Kadir DİNÇER (Kadir Çavuş)
Süreyya Eroğlu=Kadir Çavuş’un Basma fabrikasını kurma hayali son bulunca, Kadir Çavuş Bu defa şu an Orman İşletme Müdürlüğünün Karşısında bulunan Rumlardan kalan 105 dönüm araziyi , Selanikten gelen muhacir Mehmet Ağaya vermişler, henüz Selanikte geleli 10 yıl olmadan, Mehmet Ağanın kardeşini ,domuz avına giden Selanikten gelen bir avcı hemşerisi, yakını tarafından kaza kurşunu ile vurulup ölmüş. Yeri gelmişken Sonraları bu avcının oğlu’da Göğben Köyünün Domuz Ovası, bir adıda Gölcük olarakta bilinen mevkide kaza kurşunuyla kendi kendini vurup ölmüştür. Neyse Mehmet Ağanın bu kardeşinin ölümü meselesinden ötürü Mehmet Ağa bu araziyi satıp Günlükbaşından bir arazi satın alır. Mehmet Ağanın Bu arazisini Kadir Amcam kardeşleri ile birlik olarak satın alırlar. 1953 yılında Kadir Amcam Kapı dağında büyük bir yelkenli gemisi alacak kadar kömür yaktırtır bu kömürü’de Mısıra günderip satar.

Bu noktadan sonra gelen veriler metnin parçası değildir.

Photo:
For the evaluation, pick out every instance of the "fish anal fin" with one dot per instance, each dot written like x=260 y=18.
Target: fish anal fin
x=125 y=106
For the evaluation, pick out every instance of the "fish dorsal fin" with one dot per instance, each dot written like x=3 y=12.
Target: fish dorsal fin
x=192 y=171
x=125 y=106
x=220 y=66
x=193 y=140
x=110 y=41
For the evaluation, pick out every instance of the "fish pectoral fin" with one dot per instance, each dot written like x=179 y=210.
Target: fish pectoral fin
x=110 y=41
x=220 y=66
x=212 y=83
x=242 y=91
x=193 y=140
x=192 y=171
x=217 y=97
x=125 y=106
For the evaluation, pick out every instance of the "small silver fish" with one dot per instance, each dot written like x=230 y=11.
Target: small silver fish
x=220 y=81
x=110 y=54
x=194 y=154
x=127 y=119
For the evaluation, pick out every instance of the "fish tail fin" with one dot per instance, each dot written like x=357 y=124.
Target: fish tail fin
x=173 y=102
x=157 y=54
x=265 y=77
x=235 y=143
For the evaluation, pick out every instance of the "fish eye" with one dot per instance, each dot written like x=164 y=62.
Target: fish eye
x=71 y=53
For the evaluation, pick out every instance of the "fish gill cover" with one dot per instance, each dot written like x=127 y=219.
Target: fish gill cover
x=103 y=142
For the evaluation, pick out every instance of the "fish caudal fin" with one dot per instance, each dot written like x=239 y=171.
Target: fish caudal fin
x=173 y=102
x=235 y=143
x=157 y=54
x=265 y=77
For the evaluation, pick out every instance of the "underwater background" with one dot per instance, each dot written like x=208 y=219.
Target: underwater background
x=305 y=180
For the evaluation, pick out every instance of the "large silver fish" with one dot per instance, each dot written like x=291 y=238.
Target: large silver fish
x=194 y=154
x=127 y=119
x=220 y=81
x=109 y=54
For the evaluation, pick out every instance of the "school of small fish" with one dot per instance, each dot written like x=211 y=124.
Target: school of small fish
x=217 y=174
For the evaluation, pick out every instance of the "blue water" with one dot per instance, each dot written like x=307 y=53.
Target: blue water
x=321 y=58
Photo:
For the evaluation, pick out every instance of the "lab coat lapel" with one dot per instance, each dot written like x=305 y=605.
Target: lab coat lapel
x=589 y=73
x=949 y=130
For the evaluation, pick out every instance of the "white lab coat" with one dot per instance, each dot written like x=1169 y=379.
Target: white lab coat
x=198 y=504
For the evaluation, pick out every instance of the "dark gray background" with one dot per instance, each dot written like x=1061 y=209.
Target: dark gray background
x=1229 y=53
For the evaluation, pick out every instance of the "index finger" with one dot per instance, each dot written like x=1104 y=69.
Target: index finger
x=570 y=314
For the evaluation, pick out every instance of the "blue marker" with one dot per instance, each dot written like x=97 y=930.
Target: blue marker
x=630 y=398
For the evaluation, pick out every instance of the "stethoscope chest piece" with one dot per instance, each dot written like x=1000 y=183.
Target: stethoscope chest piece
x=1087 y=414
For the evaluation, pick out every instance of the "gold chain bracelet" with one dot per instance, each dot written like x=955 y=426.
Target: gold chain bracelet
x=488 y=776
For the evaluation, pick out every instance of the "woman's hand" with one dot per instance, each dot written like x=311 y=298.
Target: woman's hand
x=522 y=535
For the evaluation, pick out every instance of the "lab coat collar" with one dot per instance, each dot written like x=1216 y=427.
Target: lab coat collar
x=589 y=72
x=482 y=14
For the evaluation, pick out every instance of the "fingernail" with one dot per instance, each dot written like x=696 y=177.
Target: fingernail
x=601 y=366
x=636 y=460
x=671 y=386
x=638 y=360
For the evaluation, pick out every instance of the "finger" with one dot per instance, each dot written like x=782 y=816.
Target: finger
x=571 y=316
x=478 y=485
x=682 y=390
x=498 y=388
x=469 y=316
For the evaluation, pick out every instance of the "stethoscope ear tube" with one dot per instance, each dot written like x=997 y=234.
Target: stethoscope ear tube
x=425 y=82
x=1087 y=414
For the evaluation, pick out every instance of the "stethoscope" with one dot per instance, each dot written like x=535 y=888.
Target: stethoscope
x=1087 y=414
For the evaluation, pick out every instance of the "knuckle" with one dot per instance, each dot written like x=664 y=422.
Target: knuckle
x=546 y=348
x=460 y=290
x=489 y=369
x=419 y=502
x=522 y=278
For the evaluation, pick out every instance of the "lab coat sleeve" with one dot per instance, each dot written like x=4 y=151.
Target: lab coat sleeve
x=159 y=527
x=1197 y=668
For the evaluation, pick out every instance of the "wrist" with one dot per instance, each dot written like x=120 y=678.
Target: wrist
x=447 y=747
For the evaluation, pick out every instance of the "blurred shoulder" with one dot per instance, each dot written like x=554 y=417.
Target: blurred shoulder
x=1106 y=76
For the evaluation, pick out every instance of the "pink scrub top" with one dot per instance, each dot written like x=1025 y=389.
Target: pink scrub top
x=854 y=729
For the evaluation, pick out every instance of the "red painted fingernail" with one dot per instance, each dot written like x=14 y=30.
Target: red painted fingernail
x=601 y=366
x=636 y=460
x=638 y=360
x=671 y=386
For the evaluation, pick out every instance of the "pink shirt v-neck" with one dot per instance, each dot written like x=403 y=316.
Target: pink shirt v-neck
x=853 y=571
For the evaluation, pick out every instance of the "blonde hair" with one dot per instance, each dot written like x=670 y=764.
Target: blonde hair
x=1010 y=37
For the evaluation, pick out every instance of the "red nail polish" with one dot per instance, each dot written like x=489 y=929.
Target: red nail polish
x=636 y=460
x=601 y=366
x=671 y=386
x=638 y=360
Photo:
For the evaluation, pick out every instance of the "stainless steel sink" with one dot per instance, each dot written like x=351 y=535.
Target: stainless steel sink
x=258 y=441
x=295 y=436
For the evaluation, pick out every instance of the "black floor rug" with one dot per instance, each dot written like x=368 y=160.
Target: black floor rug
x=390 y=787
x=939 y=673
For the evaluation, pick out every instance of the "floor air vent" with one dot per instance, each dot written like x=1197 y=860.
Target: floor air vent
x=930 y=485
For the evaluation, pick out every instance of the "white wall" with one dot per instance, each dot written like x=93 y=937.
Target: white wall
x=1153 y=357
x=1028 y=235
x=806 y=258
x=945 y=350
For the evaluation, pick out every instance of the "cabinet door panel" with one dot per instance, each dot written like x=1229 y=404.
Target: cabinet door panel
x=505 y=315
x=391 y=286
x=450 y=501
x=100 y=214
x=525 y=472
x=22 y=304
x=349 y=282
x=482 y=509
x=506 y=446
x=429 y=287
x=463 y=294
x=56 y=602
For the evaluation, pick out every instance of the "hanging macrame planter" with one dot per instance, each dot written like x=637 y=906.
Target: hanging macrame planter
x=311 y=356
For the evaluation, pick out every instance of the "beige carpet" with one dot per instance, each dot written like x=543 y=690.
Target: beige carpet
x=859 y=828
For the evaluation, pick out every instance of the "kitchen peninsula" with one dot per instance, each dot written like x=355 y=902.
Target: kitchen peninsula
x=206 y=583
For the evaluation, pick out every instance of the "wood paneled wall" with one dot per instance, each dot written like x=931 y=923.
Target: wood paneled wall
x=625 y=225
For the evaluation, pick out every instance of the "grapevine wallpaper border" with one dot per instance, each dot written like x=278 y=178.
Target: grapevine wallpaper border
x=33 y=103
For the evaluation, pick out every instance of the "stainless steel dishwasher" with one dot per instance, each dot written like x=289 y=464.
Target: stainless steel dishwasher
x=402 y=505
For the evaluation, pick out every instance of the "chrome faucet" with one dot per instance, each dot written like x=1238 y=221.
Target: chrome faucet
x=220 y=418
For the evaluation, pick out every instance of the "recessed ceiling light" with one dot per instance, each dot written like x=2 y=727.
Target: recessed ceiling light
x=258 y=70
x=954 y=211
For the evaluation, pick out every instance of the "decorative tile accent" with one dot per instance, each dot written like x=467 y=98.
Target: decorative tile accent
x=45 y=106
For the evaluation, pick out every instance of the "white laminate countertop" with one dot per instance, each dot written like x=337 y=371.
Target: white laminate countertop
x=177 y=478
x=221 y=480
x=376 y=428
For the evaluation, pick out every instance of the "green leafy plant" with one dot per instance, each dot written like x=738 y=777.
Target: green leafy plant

Kadir Amcam 1928-30 yıllarında kurdukları Aile şirketi ile kardeşler birlikte ticarete atılırlar kömür, tütün ticareti yaparlar hem tütün dikimi yapıp hem Alman Kampanyaları adına komisyonculuk tütün alımı yapar. Kadir amcam ile kardeşler arasındaki olan ortaklık 1942 de şirket kapatılır. Diğer kardeşler kendi hesabına çalışmaya başlarlar.
Süreyya Ağabey amcanın adı Kadir Dinçerdir, neden kadir çavuş demişler. ? İlhan Amcam Rüştüye’de okuduğu için Askerde Başçavuş rübesinde görev yapar, ayrıca babasına’da Halil Çavuş dedikleri için olsa gerek .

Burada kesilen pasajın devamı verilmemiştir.